A few hours later and I’m at home, reaching into the fridge for some leftover grilled asparagus and wondering just what to call what I used to make & eat as quiche, but now am about to make… without the pastry crust. Thinking of frittata but not wanting the bother of the usual stove top start, I thought I’d make what would essentially be a crustless quiche. Hmmm… not liking the sound of that, I decided on oven frittata. It clearly shows that the stove top would get a miss and there would be no pastry involved. Tasty. Light. Gluten free.
If you’re looking for something light & delicious that really showcases fresh vegetables, this oven cooked frittata should be in the top 10 of your go-to list!
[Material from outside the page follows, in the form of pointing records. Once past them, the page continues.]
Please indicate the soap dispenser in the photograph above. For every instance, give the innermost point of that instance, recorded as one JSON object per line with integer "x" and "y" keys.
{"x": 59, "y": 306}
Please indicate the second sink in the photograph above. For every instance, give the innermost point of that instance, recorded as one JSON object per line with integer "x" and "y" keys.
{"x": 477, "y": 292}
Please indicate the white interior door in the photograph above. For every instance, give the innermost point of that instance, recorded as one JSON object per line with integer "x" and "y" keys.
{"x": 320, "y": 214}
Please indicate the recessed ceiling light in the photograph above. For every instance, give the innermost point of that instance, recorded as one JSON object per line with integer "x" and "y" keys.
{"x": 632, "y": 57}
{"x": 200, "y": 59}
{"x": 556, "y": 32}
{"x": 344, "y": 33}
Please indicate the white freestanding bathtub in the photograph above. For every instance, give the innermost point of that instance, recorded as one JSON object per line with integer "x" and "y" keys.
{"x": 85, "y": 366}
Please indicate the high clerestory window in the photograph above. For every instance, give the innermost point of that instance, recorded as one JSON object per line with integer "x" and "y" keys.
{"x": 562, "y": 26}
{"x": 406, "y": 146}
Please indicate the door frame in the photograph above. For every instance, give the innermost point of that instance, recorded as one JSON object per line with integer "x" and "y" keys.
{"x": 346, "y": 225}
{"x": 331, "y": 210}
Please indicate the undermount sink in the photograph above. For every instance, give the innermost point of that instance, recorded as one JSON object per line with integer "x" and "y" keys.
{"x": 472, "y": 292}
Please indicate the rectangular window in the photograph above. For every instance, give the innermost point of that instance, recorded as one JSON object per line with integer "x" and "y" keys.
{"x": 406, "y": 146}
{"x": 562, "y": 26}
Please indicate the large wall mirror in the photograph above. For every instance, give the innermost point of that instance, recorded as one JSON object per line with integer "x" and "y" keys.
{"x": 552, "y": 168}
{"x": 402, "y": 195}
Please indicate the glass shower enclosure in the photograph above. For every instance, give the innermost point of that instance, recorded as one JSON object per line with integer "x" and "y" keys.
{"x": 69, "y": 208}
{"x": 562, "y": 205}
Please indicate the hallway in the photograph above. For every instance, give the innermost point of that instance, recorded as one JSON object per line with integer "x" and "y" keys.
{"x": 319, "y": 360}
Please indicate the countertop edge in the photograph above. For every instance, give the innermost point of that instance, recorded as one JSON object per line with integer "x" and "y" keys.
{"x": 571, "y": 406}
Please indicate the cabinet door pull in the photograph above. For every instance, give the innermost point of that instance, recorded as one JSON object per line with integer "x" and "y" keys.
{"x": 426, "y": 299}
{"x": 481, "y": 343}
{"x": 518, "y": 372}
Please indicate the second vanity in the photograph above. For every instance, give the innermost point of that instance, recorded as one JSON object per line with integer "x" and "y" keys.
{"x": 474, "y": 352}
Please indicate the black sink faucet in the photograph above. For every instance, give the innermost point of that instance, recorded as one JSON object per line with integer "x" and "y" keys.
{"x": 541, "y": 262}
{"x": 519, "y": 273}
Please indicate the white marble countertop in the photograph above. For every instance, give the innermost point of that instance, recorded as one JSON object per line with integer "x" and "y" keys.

A great excuse to eat eggs at any time of day, and a good reason to use the soon-to-be abundance of fresh, local vegetables & herbs.
The oven baking makes it very light and fluffy, while the neutral egg background perfectly showcases the ingredients. In essence, it had turned into exactly what I pictured, and wanted. Gotta love when that happens! Toss some salad greens while the frittata is cooling, and pour a glass of crisp white wine. Buon appetito~
- 4 eggs, at room temperature
- 1 cup 2% milk (if you like, sub in some cream for a bit of luxury)
- Large pinch Kosher salt
- Few grinds freshly ground black pepper
- 1/4 - 1/3 cup cooked asparagus, chopped into pieces
- 2 - 3 slices deli ham, torn into pieces (cut if you prefer)
- 1 - 2 TBSP grated Parmigiano Reggiano
- 2 - 3 TBSP ricotta cheese
- Few small cherry tomatoes
- Set your oven to 375°.
- In a medium sized bowl or measuring cup, whisk together the eggs and milk, season with salt & pepper, set aside.
- Butter or spray a 9-inch pie plate or similar pan. Scatter over the asparagus, ham and cheese. Slowly pour over the egg & milk mixture. Dollop in small spoonfuls of the ricotta, then add a few cherry tomatoes.
- Bake for approx 30 minutes, until puffed, golden and a paring knife inserted in the center comes out clean.
- Remove from oven and let cool for a few minutes. Cut into wedges and serve with a green salad.
- Can be served hot, warm or at room temperature.
- Tip: you don't need to add cream, but don't use skim milk - you do need some fat content.